GRATITUDE IS Mar 17, 2008 1:33:03 GMT -5
Post by Blu on Mar 17, 2008 1:33:03 GMT -5
GRATITUDE IS – The Mother of Joy – “Joy is prayer – Joy is strength – Joy is a net of love by which you can catch souls. She gives most who gives with joy.” Mother Teresa
I don’t know about you, but in general, there hasn’t been a lot of joy, that opening and swelling of the heart, in my life. It wasn’t because of my circumstances, because they weren’t particularly hard, but because of my mental training. Growing up, I learned to plan and to work hard. Accomplishments were good because they led somewhere I was planning to go; high school, college, a good job, a relationship. But they weren’t to be relished and celebrated in and of themselves.
Like so many of us, I was so busy climbing the ladder of success, that I took no time to enjoy the journey. I was too busy getting on to the next challenge. When I think back on particular occasions for joy in my past ~~ graduating valedictorian of my high school, getting married, making a bestseller list for Random Acts of Kindness, for example ~~ I realize that as soon as I attained each goal, my eyes were immediately on the next ‘prize’; getting to the top of my college class, having a baby, getting on the New York Times bestseller list. It was as if I was a machine, mindlessly churning out accomplishments and not stopping to relish the journey along the way.

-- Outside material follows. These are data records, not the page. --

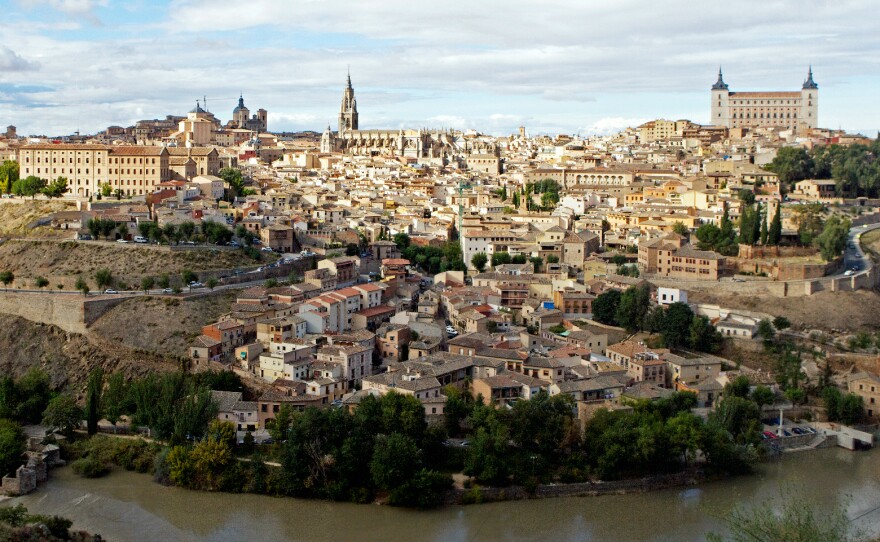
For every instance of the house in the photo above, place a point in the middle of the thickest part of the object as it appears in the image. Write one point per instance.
(205, 349)
(230, 408)
(687, 371)
(866, 386)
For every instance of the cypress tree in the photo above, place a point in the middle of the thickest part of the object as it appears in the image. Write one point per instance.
(93, 399)
(774, 233)
(764, 227)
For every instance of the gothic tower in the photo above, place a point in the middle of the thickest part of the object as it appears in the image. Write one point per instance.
(810, 102)
(720, 106)
(348, 110)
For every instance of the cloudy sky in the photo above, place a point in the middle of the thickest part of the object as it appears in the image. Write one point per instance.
(570, 66)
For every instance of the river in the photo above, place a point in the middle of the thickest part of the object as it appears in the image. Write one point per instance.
(130, 507)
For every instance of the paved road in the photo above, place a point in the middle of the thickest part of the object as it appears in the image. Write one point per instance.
(854, 257)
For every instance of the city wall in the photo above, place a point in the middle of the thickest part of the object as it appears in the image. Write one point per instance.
(69, 311)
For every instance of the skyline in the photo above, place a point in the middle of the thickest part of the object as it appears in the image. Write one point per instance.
(71, 65)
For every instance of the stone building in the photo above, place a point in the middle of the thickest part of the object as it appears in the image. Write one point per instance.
(793, 110)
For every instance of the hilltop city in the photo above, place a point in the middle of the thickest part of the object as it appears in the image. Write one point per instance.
(516, 289)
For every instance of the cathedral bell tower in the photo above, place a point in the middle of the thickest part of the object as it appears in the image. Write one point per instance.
(348, 110)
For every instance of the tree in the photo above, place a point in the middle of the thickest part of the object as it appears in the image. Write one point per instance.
(766, 331)
(93, 399)
(188, 276)
(63, 414)
(186, 230)
(103, 278)
(763, 396)
(605, 307)
(82, 285)
(116, 398)
(791, 164)
(234, 180)
(676, 325)
(747, 197)
(12, 446)
(633, 308)
(6, 277)
(29, 186)
(774, 232)
(501, 258)
(809, 220)
(765, 233)
(832, 241)
(402, 240)
(538, 262)
(147, 283)
(396, 459)
(8, 175)
(793, 516)
(781, 322)
(703, 335)
(479, 261)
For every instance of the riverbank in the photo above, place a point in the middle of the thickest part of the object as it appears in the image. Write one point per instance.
(130, 507)
(478, 495)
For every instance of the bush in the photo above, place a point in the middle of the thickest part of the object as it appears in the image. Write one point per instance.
(90, 467)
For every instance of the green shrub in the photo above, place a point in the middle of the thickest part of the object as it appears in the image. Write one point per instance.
(90, 467)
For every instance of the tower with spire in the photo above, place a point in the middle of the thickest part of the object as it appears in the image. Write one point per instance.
(348, 109)
(720, 102)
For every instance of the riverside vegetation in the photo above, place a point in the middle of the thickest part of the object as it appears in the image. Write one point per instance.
(386, 451)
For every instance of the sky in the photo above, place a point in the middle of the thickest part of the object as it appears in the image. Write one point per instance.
(571, 66)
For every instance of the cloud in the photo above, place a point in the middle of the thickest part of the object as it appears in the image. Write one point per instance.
(10, 61)
(611, 125)
(568, 64)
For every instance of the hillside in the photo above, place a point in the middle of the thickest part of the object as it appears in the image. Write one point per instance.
(68, 357)
(63, 261)
(845, 311)
(159, 324)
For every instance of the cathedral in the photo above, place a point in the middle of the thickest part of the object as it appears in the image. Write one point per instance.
(794, 110)
(423, 144)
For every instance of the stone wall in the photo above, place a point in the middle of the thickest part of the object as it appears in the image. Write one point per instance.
(587, 489)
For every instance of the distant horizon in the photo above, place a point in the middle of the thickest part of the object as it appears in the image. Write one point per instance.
(84, 65)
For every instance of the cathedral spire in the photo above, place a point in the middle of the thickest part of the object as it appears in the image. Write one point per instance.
(809, 84)
(720, 84)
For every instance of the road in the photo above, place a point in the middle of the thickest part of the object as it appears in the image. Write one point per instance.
(854, 257)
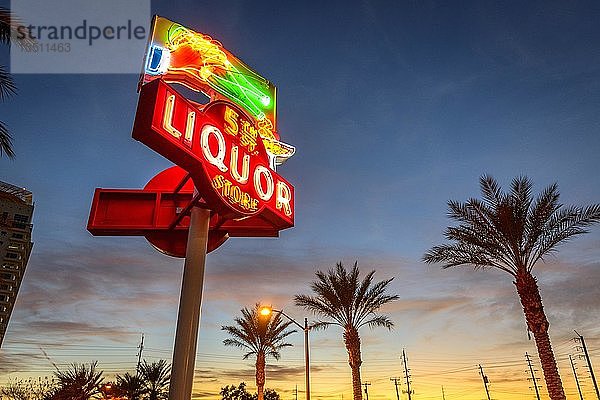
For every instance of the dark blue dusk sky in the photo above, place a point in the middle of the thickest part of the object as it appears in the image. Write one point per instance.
(394, 108)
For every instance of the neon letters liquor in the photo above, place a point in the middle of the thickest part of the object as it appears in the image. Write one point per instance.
(221, 148)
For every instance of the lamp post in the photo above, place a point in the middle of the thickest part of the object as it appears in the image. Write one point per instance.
(268, 311)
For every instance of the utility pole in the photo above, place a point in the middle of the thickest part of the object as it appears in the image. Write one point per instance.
(533, 378)
(576, 377)
(141, 347)
(395, 380)
(587, 358)
(366, 384)
(485, 382)
(406, 375)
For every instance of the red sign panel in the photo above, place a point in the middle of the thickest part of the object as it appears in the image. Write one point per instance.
(220, 147)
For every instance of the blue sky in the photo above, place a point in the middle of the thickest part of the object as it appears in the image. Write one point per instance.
(394, 108)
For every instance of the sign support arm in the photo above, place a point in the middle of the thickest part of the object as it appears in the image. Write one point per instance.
(190, 303)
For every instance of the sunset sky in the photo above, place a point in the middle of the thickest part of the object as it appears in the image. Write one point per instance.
(394, 108)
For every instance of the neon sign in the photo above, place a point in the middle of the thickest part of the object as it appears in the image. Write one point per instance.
(177, 54)
(219, 146)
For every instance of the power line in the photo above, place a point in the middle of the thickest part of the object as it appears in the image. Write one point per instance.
(366, 384)
(395, 380)
(485, 381)
(406, 375)
(576, 378)
(589, 362)
(533, 378)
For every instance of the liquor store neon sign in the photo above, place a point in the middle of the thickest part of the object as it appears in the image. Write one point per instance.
(220, 146)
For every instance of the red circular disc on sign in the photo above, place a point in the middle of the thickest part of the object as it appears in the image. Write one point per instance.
(174, 242)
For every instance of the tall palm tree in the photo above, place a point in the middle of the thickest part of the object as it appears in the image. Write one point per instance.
(344, 300)
(78, 382)
(156, 377)
(130, 386)
(7, 84)
(512, 231)
(260, 336)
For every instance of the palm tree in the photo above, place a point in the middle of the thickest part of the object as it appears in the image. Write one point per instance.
(260, 336)
(130, 386)
(513, 231)
(7, 84)
(156, 377)
(79, 382)
(346, 301)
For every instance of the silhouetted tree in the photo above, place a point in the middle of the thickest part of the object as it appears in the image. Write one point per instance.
(261, 336)
(7, 84)
(130, 386)
(344, 300)
(232, 392)
(78, 382)
(156, 377)
(239, 392)
(513, 231)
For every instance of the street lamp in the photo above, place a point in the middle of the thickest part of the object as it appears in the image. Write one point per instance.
(268, 310)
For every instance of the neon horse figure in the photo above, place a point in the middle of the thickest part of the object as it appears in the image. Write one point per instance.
(200, 63)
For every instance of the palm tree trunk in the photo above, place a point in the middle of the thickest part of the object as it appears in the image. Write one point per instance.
(537, 323)
(260, 374)
(352, 342)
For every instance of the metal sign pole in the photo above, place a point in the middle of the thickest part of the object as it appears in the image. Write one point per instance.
(190, 302)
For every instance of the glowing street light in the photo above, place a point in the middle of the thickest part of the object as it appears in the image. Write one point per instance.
(268, 310)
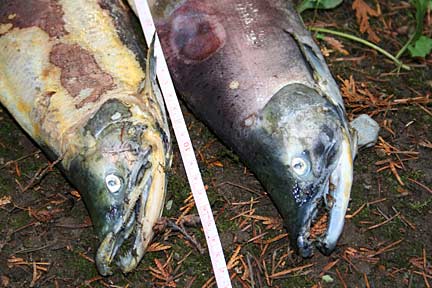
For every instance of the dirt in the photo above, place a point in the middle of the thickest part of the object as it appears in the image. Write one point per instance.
(47, 239)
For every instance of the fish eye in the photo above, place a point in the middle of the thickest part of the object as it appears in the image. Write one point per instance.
(300, 166)
(113, 183)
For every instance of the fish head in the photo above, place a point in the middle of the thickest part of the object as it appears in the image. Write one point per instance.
(306, 161)
(120, 174)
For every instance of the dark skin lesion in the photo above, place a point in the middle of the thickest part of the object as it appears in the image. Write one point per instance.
(45, 14)
(79, 71)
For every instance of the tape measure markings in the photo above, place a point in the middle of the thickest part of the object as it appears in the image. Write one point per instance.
(186, 149)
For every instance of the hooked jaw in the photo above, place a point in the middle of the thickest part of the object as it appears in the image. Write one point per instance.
(337, 189)
(131, 232)
(304, 157)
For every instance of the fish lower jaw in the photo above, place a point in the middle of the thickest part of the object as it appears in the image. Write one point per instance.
(123, 245)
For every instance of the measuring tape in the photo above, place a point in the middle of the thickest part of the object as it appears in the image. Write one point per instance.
(186, 149)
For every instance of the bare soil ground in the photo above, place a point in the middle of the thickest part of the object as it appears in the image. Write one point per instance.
(46, 237)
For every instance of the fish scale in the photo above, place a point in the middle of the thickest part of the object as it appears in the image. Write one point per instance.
(79, 81)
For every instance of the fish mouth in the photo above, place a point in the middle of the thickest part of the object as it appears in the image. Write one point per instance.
(125, 244)
(335, 194)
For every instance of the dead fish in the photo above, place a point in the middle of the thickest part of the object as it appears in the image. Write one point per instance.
(75, 76)
(252, 72)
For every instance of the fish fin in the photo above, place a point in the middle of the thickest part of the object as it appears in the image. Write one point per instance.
(150, 91)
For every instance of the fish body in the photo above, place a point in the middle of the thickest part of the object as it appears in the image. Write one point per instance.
(76, 77)
(252, 72)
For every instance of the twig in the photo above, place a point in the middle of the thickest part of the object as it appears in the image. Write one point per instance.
(340, 278)
(384, 222)
(189, 238)
(421, 185)
(291, 270)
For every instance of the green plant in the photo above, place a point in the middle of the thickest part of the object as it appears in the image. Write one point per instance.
(317, 4)
(418, 45)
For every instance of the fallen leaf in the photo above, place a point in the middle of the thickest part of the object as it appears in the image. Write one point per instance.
(5, 200)
(336, 44)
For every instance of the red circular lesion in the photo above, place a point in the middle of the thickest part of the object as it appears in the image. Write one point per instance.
(195, 35)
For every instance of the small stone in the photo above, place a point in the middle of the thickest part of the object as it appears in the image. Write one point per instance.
(367, 130)
(234, 85)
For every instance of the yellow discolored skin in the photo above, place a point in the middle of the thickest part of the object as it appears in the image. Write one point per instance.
(61, 62)
(30, 84)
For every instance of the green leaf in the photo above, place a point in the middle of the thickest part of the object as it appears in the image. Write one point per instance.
(421, 47)
(317, 4)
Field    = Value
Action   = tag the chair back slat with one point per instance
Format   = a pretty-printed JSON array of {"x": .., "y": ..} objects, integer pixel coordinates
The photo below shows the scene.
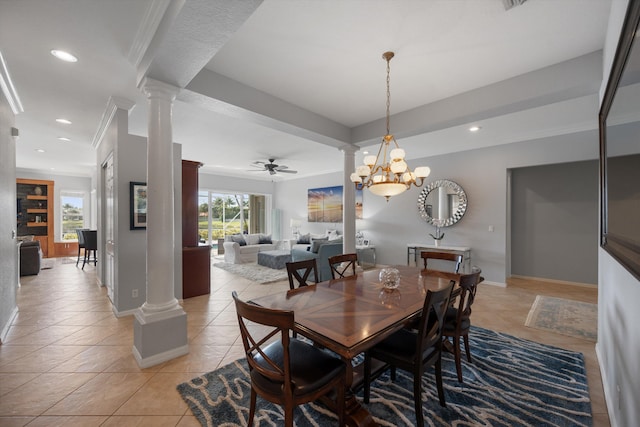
[
  {"x": 432, "y": 319},
  {"x": 341, "y": 264},
  {"x": 299, "y": 272}
]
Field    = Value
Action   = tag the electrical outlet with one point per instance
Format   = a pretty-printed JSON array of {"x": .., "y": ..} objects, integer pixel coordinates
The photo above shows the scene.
[{"x": 619, "y": 397}]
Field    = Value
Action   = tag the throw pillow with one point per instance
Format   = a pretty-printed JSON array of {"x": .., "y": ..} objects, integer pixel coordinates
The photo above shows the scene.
[
  {"x": 304, "y": 239},
  {"x": 265, "y": 239},
  {"x": 239, "y": 239},
  {"x": 315, "y": 244},
  {"x": 252, "y": 239}
]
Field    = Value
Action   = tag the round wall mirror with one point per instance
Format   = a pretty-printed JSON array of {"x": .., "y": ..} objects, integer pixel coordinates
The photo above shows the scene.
[{"x": 442, "y": 203}]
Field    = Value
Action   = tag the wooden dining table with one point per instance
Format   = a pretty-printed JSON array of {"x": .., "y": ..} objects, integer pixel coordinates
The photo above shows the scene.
[{"x": 352, "y": 314}]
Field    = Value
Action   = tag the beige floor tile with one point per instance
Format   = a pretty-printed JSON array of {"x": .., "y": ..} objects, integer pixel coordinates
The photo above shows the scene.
[
  {"x": 64, "y": 305},
  {"x": 46, "y": 336},
  {"x": 188, "y": 421},
  {"x": 94, "y": 359},
  {"x": 143, "y": 421},
  {"x": 9, "y": 382},
  {"x": 9, "y": 353},
  {"x": 39, "y": 394},
  {"x": 81, "y": 421},
  {"x": 102, "y": 395},
  {"x": 15, "y": 421},
  {"x": 43, "y": 359},
  {"x": 159, "y": 396},
  {"x": 201, "y": 358}
]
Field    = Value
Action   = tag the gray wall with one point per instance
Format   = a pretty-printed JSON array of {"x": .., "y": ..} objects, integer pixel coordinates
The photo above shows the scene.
[
  {"x": 8, "y": 262},
  {"x": 554, "y": 221},
  {"x": 130, "y": 164},
  {"x": 482, "y": 173}
]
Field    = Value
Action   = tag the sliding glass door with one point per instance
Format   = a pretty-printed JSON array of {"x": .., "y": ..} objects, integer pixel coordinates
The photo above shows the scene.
[{"x": 224, "y": 214}]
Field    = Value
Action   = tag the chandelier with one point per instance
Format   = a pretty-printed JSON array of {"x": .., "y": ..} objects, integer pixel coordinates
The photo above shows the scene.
[{"x": 387, "y": 174}]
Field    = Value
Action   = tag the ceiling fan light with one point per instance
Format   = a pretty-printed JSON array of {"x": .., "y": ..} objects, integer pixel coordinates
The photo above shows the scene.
[
  {"x": 423, "y": 171},
  {"x": 369, "y": 160},
  {"x": 398, "y": 166},
  {"x": 409, "y": 177},
  {"x": 363, "y": 170},
  {"x": 397, "y": 154}
]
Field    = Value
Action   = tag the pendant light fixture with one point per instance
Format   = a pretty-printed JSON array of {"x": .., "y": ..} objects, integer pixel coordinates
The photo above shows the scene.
[{"x": 387, "y": 174}]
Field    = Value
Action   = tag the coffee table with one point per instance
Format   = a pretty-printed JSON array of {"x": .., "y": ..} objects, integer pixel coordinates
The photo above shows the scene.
[{"x": 274, "y": 259}]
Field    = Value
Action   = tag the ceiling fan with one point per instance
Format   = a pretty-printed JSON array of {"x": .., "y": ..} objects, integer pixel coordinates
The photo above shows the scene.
[{"x": 271, "y": 167}]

But I got sick and tired of a joyless existence, and so have thought a lot in the past few years about how to bring more joy into my life. The more I think about it, the more I believe that joy and gratitude are inseparable. Joy is defined in the dictionary as an ‘emotion evoked by sell-being, success, or good fortune or by the prospect of possessing what one desires,’ while gratitude is that ‘state of being appreciative of benefits received.’ In other words, whenever we are appreciative, we are filled a sense of well-being and swept up by the feeling of joy;
So, I determined to stop climbing mindlessly to some undefined peak of accomplishment and focus my attention on all the wonderful things that were happening in my day-to-day existence. As I do, without my even trying, joy creeps in.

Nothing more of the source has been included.